Tuesday, May 24, 2016

Emotion Myths

Our feelings are not there to be cast out or conquered. They’re there to be engaged and expressed with imagination and intelligence.” 
― T.K. ColemanFreedom Without Permission: How to Live Free in a World That Isn't
Last week in DBT we were asked to go through a worksheet full of emotion myths and to write down ways of challenging them.  The worksheet also had some answers in case one got stuck.  I did not do all of the myths but just the ones that really resonated with me.  I thought I would share my own challenges and the included challenges that really moved me.   

Myth: Letting others know that I am feeling bad is a weakness. 

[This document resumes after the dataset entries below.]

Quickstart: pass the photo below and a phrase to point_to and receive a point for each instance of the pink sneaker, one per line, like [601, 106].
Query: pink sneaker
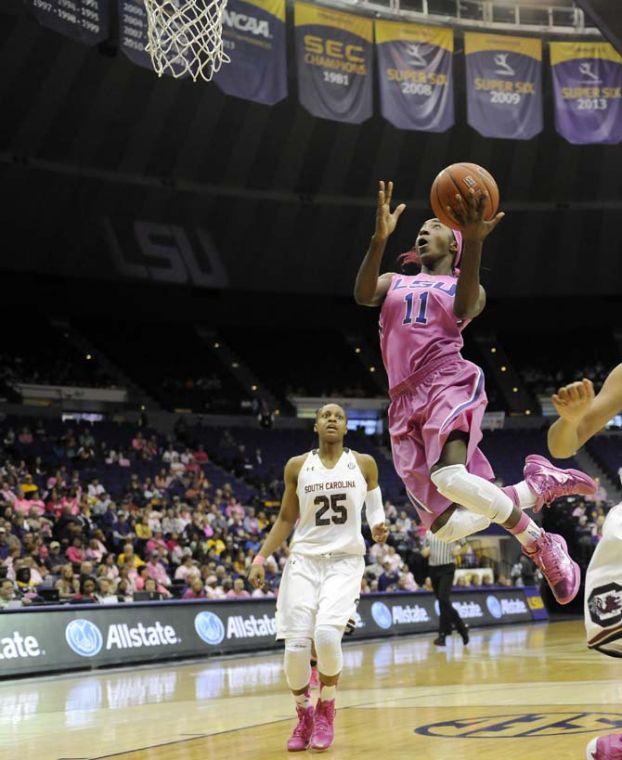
[561, 572]
[549, 482]
[299, 740]
[314, 683]
[605, 748]
[323, 730]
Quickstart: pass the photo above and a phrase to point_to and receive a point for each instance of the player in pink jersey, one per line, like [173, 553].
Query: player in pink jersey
[438, 398]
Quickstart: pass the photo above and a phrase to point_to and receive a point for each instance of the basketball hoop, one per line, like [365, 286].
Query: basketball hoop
[185, 37]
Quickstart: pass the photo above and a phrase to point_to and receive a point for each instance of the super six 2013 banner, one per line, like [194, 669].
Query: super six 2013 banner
[504, 85]
[587, 80]
[414, 69]
[334, 56]
[254, 38]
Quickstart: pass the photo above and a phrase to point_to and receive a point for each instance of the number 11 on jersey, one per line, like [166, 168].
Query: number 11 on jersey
[421, 318]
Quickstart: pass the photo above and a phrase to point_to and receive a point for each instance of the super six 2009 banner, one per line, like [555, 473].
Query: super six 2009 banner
[504, 85]
[65, 638]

Challenge: My job is not to please others.
Myth: Being emotional means being out of control. 
Challenge: Being emotional means that I am human.
  Myth: All painful emotions are a result of a bad attitude. 

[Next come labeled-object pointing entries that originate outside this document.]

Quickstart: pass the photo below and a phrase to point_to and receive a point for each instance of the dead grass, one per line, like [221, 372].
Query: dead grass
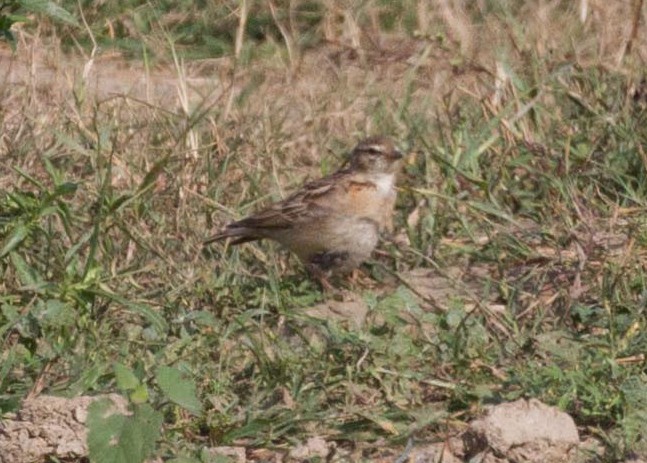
[521, 206]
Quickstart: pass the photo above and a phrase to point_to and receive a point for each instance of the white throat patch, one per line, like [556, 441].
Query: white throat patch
[384, 183]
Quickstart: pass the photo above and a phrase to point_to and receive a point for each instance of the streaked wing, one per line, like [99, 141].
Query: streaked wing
[302, 206]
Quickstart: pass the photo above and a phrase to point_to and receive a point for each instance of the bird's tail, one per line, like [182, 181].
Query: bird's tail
[238, 235]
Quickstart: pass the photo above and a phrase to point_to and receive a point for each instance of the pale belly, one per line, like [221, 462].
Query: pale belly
[351, 238]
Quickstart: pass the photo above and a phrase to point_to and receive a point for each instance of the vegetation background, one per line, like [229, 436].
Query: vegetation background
[131, 130]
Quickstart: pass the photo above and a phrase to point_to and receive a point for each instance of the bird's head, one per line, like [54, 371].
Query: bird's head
[376, 155]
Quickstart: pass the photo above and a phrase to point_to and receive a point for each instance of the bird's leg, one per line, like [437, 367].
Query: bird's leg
[322, 264]
[318, 274]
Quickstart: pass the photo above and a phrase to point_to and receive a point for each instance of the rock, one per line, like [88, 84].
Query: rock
[47, 427]
[524, 431]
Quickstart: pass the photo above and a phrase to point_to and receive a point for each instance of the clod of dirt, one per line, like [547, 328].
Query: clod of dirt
[524, 431]
[353, 311]
[48, 426]
[315, 447]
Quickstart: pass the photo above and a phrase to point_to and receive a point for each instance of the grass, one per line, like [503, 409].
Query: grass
[523, 196]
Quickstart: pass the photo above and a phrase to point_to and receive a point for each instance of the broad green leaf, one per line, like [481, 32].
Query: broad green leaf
[18, 236]
[28, 276]
[116, 438]
[179, 389]
[126, 379]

  Challenge: All painful emotions provide useful information.
Myth: Drama is cool. 
Challenge: I used to think drama is cool, now I know that it is exhausting.
 Myth: It is inauthentic to try to change my emotions. 

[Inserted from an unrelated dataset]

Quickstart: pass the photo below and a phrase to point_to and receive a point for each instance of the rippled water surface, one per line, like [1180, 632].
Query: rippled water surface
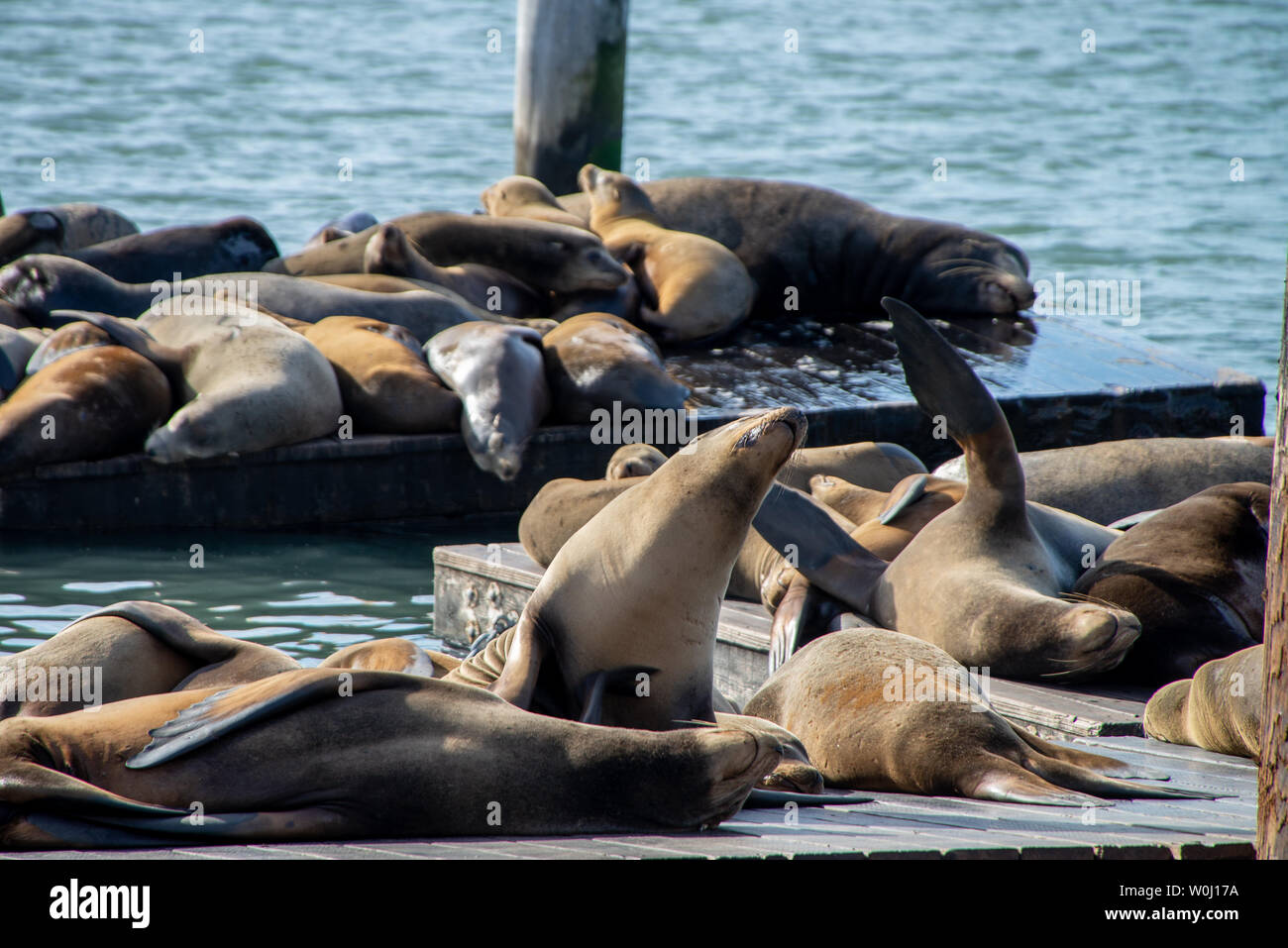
[1115, 163]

 Challenge: I do not need to suffer. 
 Provided Challenge: Change is itself authentic; it is part of life.
 Myth: Emotional truth is what counts, not factual truth. 
Challenge: Emotional truth and factual truth both count.
 Myth: People should do whatever they feel like doing. 
Challenge: Balance is key. 
Provided Challenge: Doing what I feel like doing can be ineffective.
Myth: Acting on your emotions is the mark of a truly free individual. 
Challenge: Being able to regulate my own emotions is the mark of a truly free individual.  I will no longer be a slave to intense  emotions. 
Provided Challenge: The truly free person can regulate emotions. 
My Response To The Provided Challenge: The truly free person honors boundaries.
Myth: My emotions are who I am. 
Challenge: My emotions are a part of who I am but not my totality.
 Myth: My emotions are why people love me.
Challenge: People love me because I am a cool person!  
 Myth: Emotions can just happen for no reason.
Challenge: Every emotion is produced by an interpretation to an event.  Recognizing this will mean that I will have simultaneously more freedom and more control - I will be able to more thoroughly have the life I want.
 Myth: Emotions should always be trusted. 
Challenge: Emotions should always be honored and honoring their information is not the same as trusting them as truth.